Man who impersonated deputy on Tinder avoids more jail time, gets probation
ALBUQUERQUE, N.M. — Earlier this year, Rico Dukes pleaded guilty to impersonating an officer and carrying a gun on school grounds. He was in court Friday afternoon for his sentencing hearing.
The state was asking that Dukes serve the maximum sentence of 2 1/2 years.
“This isn’t someone who just decided to impersonate an officer for one day,” said India Trummer, state prosecutor. “He took many, many steps to really become an officer, portray this image of a peace officer, and use it to his advantage.”
Dukes was only caught after matching with a Bernalillo County employee on Tinder, who discovered Dukes was not actually a deputy. He was arrested in April.
“It’s about impersonating an officer and using that image to deceive, prey on women – to take the trustworthiness of an officer to break the rules, to bring a gun into a school,” Trummer said.
Dukes has been in jail since his arrest more than seven months ago.
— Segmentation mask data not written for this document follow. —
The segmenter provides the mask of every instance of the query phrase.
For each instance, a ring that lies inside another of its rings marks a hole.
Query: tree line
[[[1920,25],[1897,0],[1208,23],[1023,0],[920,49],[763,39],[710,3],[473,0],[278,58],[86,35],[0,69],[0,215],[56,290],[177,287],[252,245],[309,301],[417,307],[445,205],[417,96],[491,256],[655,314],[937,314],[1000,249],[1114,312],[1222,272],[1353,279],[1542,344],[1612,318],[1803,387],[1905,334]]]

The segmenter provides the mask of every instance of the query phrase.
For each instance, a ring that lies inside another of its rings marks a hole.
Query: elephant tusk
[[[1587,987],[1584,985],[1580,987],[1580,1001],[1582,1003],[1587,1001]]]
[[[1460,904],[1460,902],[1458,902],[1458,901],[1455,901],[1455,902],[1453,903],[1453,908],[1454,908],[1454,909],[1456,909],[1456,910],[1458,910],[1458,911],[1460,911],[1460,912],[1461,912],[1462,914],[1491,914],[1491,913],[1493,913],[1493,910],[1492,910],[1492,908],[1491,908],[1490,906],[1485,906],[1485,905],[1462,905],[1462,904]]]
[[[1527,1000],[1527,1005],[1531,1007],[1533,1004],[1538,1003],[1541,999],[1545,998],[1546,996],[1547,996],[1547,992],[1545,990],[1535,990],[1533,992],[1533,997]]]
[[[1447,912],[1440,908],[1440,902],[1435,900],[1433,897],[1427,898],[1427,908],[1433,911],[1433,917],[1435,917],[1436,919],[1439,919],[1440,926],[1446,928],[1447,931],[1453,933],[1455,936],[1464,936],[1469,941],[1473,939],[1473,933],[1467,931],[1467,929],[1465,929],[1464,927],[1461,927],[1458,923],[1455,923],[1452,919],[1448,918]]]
His attorney argued for release.
“He was playing the role of good cop and doing it pretty well by all accounts, and, your Honor, this really is his only chance in life to prove he’s learned from his misconduct,” said Sam Ashman, his defense.
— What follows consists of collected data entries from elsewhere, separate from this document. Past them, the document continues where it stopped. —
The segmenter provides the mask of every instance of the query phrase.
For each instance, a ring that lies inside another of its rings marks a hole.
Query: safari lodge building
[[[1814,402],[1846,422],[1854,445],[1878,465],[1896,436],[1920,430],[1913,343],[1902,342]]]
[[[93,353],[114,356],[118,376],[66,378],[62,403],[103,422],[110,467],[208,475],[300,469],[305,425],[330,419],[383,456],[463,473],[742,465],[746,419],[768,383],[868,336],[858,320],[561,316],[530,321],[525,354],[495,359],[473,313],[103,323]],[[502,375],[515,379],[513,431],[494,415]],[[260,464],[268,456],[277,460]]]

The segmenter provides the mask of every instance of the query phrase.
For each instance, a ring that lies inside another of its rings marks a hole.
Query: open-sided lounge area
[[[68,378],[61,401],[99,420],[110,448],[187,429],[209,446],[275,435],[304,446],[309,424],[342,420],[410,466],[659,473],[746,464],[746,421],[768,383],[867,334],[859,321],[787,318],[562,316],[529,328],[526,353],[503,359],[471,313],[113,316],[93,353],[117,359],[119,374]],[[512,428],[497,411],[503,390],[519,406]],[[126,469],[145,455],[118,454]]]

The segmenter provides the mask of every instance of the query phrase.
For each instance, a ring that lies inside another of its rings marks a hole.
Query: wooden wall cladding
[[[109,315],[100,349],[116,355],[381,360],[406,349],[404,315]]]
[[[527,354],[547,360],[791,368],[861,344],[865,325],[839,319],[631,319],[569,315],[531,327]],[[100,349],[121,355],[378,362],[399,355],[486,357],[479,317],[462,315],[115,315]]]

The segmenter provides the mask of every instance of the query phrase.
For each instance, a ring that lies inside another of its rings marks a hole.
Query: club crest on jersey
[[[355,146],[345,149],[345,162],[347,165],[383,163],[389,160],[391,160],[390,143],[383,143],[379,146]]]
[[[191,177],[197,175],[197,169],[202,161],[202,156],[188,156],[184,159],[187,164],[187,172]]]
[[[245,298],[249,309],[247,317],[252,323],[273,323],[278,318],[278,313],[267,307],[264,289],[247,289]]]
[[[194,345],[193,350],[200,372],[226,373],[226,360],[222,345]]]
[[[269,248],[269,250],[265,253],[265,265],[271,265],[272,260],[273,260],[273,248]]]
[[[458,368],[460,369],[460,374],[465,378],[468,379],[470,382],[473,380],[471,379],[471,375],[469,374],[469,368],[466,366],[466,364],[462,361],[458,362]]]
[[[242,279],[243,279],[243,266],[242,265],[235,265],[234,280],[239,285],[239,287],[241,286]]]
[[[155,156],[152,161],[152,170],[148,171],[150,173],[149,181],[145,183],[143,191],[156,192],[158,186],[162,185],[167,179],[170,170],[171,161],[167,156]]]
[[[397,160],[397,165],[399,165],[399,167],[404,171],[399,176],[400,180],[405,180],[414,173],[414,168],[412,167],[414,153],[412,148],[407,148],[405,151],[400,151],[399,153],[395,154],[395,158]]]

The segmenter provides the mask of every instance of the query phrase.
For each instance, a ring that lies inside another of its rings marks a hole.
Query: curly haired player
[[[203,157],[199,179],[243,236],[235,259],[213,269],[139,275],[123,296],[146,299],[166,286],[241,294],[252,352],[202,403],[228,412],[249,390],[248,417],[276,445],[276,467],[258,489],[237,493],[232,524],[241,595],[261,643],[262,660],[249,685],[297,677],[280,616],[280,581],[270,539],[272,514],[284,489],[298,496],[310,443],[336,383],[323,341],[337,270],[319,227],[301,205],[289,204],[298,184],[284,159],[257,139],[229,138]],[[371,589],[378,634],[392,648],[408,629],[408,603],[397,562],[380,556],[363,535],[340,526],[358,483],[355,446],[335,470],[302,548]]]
Judge Bruce Fox agreed to a deferred sentence of 2 1/2 years of supervised probation.
“To put it bluntly, he was dressing up as a police officer to try to pick up women,” Judge Fox said.
The judge acknowledged the danger, saying Dukes’ probation would come with strict conditions.
“The risk is somebody who is in an emergency might think, try to ask for help from someone like Mr. Dukes, and he’s carrying a firearm, someone may disarm him,” Judge Fox said.
Dukes will get credit for the time he’s served. Some of the conditions of his probation include electronic GPS monitoring for a year upon release. He also can’t have any clothing, patches, or badges that indicate a position of authority.
A probation officer will also be monitoring his social media, including his dating accounts.